Besides, the Big East didn't fall apart completely of its own accord.  The ACC ate it with some fava beans and a nice chianti. There is no organization out there with megalomaniacal designs on the ACC the way the ACC was leering greedily at the Big East. 

And another thing: to believe that Notre Dame will be able to cling to football independence for much longer is old-school thinking.  Old-school thinking is dead, unfortunately.  If Texas A&M can give up its series with Texas, Notre Dame can give up its games with Stanford that it professes to cherish, if the incentive is right.  And I think the incentives will be right.  The BCS was a very centralized decision-making entity, and as a result, Notre Dame was able to get a seat at the table.  The new format will be decentralized.  The ACC made its own deal with the Orange Bowl.  The SEC and Big 12 made their own quasi-Rose Bowlish deal.  There's no decision-making entity anymore, except the one that chooses four teams to play for the national title.  Everyone else is fending for themselves.  And Notre Dame is increasingly unable to fend for itself and still maintain the prestige they expect for themselves.  The time is coming when they'll have to make a choice.  Either independence or prestige, but not both.  They'll choose prestige.  TV money will give them a nudge in that direction too.

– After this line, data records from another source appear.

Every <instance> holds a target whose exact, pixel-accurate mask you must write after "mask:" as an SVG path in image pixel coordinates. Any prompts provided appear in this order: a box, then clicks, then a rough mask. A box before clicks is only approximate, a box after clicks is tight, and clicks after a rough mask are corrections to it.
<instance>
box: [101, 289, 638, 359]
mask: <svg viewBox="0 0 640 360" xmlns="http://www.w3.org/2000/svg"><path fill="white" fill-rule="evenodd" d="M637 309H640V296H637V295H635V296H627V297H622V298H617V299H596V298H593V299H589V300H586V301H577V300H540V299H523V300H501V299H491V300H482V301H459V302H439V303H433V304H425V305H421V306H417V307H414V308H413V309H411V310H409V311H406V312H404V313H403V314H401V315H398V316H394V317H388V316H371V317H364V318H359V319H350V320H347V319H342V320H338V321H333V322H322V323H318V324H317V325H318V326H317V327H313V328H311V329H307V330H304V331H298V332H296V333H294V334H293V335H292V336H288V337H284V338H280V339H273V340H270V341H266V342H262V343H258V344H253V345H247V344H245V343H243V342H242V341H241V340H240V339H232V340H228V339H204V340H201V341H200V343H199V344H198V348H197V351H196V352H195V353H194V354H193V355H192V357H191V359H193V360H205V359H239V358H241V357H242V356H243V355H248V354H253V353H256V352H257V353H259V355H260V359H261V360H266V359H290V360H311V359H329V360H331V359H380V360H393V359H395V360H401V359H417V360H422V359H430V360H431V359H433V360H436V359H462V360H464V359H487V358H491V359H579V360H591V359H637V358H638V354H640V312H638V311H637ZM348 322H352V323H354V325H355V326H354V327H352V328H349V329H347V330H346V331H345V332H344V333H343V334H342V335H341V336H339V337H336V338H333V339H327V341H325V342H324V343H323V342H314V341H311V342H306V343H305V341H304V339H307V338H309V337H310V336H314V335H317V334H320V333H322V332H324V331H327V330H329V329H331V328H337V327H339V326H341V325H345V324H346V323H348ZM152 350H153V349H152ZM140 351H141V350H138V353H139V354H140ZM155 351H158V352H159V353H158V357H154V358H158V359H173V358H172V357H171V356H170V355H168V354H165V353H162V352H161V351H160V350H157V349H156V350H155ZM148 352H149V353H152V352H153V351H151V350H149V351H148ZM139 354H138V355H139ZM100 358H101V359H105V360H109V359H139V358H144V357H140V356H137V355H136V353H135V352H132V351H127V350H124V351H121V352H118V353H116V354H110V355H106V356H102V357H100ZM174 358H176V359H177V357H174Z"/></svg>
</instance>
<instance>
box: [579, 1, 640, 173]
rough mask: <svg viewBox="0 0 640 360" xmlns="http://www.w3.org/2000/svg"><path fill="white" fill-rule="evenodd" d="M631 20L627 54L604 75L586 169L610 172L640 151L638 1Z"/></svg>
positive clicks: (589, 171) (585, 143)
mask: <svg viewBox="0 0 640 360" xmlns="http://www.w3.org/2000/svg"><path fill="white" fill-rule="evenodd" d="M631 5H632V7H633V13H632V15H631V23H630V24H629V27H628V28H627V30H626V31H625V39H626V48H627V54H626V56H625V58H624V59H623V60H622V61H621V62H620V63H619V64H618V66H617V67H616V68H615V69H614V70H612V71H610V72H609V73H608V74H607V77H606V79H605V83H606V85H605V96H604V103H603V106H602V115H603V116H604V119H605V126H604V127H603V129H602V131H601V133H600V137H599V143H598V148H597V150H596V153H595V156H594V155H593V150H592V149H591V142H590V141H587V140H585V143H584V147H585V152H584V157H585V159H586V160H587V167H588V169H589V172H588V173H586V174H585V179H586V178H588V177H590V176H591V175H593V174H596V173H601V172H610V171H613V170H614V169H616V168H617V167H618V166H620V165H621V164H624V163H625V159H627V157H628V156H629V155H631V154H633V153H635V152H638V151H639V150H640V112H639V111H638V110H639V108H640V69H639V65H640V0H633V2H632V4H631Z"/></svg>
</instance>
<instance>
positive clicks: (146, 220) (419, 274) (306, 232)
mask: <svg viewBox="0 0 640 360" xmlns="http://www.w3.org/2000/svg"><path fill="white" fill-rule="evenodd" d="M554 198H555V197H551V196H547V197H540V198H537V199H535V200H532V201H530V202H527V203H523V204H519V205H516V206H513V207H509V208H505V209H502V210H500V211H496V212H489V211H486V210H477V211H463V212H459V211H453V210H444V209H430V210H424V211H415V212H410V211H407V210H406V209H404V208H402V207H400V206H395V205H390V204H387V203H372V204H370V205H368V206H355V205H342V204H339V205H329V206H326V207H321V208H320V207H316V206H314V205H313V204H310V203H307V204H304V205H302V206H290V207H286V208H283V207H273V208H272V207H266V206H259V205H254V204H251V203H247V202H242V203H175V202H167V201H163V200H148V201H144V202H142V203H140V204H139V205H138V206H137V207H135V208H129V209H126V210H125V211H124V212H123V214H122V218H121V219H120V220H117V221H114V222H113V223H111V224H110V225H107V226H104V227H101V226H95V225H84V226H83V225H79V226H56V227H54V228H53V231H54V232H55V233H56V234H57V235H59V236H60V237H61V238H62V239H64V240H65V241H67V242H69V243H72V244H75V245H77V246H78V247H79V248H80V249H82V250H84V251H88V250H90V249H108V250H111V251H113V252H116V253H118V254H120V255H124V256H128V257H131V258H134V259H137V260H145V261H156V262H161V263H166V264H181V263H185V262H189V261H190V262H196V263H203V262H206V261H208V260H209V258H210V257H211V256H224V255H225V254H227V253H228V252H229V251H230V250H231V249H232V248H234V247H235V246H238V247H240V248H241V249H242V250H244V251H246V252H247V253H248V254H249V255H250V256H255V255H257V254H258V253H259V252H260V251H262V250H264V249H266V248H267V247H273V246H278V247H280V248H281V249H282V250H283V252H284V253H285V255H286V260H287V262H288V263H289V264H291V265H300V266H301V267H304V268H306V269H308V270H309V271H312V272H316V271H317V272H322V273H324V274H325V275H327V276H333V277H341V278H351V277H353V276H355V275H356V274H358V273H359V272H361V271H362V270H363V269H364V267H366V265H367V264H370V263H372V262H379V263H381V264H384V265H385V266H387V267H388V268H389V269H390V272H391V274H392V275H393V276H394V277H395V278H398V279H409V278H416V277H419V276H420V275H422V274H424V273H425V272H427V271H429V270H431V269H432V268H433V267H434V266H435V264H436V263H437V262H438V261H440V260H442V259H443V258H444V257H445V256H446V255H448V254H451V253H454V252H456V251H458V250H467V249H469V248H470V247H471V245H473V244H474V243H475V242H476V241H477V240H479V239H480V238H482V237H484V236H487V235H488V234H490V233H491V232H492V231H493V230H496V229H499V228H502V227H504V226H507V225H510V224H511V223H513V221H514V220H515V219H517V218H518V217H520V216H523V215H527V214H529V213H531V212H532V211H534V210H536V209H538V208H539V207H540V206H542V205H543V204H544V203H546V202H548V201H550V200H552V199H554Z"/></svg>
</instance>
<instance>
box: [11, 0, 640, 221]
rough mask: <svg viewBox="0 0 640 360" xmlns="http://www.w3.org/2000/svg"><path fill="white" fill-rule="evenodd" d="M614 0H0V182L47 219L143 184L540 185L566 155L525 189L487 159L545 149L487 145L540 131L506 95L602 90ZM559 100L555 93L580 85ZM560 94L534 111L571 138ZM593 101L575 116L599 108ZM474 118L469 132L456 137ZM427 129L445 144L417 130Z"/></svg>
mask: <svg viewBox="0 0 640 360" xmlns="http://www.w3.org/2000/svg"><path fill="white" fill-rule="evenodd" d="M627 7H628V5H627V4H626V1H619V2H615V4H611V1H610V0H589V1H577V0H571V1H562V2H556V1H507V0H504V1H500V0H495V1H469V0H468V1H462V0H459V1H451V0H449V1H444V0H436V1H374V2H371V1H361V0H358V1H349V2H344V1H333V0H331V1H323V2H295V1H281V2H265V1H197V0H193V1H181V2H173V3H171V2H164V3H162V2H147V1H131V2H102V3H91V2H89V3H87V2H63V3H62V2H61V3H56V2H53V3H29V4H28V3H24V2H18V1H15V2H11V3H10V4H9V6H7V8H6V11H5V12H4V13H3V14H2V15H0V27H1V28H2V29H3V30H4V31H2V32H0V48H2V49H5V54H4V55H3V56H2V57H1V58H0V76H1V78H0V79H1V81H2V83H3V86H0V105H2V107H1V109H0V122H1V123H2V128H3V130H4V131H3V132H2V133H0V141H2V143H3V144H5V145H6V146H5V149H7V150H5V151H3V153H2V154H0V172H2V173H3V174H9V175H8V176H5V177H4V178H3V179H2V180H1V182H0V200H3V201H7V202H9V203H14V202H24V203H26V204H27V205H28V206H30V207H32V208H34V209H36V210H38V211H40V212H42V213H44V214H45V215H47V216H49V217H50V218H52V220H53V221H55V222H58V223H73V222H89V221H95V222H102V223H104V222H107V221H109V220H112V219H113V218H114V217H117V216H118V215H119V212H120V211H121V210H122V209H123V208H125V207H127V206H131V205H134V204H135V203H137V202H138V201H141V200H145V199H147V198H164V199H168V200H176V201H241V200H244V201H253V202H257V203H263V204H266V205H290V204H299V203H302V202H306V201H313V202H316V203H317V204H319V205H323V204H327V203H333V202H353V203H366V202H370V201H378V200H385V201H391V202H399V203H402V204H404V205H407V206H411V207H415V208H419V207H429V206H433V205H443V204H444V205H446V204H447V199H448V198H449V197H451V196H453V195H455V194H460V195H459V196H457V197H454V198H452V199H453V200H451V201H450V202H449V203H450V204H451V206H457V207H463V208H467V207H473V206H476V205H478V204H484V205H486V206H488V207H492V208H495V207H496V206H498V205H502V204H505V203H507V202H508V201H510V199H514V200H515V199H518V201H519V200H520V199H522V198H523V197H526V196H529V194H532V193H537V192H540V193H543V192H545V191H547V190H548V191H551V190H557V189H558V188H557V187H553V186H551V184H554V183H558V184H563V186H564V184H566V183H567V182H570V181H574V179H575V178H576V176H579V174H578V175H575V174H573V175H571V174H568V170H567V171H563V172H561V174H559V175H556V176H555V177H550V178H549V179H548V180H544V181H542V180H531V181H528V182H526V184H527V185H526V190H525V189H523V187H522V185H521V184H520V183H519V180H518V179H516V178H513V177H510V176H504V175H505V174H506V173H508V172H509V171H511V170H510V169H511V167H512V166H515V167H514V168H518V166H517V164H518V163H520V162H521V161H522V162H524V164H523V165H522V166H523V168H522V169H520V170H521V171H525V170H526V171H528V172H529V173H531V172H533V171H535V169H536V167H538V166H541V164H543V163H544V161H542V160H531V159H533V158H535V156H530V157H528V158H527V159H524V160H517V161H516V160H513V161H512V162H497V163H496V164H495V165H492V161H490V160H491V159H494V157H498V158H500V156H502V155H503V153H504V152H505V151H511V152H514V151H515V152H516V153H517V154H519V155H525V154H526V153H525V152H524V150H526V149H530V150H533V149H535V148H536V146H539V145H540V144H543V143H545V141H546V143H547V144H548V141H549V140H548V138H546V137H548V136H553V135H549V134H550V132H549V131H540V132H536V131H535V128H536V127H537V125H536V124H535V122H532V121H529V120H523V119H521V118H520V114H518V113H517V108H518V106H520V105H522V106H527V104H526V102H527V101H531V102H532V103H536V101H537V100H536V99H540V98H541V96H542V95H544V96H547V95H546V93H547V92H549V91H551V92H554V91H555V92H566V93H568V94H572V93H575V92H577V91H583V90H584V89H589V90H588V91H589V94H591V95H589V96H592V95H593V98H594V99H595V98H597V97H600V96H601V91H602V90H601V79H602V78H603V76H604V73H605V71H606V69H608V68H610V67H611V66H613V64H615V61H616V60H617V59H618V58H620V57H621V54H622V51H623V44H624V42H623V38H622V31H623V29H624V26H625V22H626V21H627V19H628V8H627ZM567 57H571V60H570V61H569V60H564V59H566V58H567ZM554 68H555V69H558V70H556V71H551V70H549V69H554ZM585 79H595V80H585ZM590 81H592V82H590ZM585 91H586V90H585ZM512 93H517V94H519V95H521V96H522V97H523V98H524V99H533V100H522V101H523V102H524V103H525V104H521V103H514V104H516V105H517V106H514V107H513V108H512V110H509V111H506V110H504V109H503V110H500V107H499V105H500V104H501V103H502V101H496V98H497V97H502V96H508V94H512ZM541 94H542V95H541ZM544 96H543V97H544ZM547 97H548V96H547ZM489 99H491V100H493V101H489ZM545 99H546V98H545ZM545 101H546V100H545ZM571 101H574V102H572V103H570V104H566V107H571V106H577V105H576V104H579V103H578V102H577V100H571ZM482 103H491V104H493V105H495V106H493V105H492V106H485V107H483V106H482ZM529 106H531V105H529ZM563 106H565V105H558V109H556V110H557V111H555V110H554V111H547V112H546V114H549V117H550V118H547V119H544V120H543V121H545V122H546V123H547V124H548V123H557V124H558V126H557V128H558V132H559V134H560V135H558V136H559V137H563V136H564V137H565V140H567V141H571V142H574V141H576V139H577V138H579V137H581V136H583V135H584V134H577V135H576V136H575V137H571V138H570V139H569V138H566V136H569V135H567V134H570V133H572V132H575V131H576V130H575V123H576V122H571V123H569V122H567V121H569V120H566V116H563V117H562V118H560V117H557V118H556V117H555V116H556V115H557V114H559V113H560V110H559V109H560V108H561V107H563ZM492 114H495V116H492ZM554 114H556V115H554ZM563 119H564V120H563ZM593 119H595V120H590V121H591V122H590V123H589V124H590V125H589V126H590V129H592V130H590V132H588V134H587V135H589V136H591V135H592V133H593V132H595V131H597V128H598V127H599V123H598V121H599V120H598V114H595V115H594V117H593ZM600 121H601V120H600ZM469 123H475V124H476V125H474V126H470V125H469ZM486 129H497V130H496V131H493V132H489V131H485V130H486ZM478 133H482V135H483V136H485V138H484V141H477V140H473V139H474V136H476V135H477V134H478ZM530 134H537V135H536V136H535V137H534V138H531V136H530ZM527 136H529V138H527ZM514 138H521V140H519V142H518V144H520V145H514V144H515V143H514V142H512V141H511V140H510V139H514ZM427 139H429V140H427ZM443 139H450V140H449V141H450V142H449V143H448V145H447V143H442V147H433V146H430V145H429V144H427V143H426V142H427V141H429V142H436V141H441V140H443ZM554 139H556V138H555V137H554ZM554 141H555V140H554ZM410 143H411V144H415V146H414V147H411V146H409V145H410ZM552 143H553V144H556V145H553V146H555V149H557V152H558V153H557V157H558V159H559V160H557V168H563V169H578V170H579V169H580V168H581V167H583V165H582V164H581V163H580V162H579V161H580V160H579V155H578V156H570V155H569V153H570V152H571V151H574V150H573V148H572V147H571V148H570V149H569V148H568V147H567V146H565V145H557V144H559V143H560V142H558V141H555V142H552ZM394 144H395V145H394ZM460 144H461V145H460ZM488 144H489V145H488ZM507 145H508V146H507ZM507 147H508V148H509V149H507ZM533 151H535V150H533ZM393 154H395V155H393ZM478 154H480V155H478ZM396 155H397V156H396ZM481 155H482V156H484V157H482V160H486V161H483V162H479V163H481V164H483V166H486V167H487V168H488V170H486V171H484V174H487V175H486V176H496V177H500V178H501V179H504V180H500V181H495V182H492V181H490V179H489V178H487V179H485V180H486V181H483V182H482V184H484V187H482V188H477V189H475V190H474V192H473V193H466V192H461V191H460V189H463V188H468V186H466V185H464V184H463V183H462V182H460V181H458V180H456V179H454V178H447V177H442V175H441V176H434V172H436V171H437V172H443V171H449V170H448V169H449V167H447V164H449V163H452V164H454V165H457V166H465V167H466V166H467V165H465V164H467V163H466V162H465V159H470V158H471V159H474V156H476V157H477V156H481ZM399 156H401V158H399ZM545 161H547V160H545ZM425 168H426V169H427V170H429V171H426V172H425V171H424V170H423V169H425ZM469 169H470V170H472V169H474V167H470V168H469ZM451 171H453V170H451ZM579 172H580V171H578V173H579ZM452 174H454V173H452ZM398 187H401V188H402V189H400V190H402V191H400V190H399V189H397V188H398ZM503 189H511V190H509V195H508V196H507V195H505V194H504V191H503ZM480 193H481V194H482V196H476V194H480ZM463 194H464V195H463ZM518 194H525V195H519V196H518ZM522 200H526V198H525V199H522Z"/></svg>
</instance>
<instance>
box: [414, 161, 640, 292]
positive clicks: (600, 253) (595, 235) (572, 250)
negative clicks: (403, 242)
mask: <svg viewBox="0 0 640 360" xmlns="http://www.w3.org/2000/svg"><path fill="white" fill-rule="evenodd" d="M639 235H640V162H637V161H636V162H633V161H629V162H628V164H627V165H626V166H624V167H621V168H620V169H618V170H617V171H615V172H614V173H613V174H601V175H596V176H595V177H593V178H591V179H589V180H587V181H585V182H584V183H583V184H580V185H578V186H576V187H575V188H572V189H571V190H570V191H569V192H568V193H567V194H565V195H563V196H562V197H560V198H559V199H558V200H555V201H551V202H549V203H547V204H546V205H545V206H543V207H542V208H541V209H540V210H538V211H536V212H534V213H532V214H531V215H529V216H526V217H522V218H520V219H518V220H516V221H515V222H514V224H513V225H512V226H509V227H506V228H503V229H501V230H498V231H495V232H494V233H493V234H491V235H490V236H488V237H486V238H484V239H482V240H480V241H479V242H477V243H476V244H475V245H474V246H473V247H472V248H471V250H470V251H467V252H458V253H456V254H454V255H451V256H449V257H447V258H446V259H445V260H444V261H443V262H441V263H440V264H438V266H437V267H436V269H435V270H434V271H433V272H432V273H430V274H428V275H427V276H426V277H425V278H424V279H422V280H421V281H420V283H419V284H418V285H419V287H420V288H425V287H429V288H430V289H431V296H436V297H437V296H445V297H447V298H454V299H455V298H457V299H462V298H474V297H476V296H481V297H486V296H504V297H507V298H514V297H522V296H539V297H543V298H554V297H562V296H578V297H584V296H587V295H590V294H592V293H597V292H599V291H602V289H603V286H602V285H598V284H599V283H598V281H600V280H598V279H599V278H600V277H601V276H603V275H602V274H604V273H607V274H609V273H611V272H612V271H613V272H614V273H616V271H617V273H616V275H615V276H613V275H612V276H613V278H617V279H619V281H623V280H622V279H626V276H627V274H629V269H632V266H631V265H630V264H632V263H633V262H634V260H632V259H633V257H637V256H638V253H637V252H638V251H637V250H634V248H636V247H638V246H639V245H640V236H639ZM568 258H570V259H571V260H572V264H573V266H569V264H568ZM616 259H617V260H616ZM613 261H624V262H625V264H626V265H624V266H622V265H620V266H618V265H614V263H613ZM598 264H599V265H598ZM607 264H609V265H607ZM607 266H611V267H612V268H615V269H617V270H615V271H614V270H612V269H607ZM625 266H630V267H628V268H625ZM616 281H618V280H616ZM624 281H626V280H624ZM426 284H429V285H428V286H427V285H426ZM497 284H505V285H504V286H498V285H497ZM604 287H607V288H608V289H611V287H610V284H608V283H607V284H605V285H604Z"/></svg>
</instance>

And at such time, the ACC will welcome Notre Dame as a full member, invite UConn or Rutgers as a matter of course, and settle in as a 16-team conference.  If you doubt me, you're doubting John Swofford.  And a lot of people have a lot of things to say about John Swofford, but this is a guy who engineered a hostile takeover of the Big East.  He basically wrecked that conference.  Behind an unassuming demeanor is one Machiavellian SOB.  Sooner or later, and most likely sooner, Notre Dame will be a football-playing member of the ACC, and the conference's transformation will be complete.  Bet against that at your own peril.

2 comments:

Anonymous said...

I always enjoy reading your reasonable reactions to controversial events- a nice change from the apoplectic screaming on the message boards.

Anonymous said...

I know I'm supposed to be excited. Swoff did an exceptional job (seriously, he is the MAN) of making the ACC not only secure but powerful.

His actions were necessary, but that doesn't alter the fact that I hate this new monstrosity. It's now less a conference than it is a loose affiliation. Almost by definition, whenever you add more teams you reduce the intensity of each individual pairing (especially with sporadic scheduling).

I used to be almost equal parts UVA fan and ACC fan. Now I think I'll try to just focus on UVA. In part, that's because I'm older and I don't have the interest or attention span to maintain an investment in (or even awareness of) 15 teams. And in part, it's because the teams that I used to care about (like Clemson or NC State) seem to drift farther and farther away from relevance to UVA with every expansion. There will be a lot of games, every season, where there just isn't the "history" there used to be -- because the teams play so far less often.

Ah well. I'll get used to it. No choice!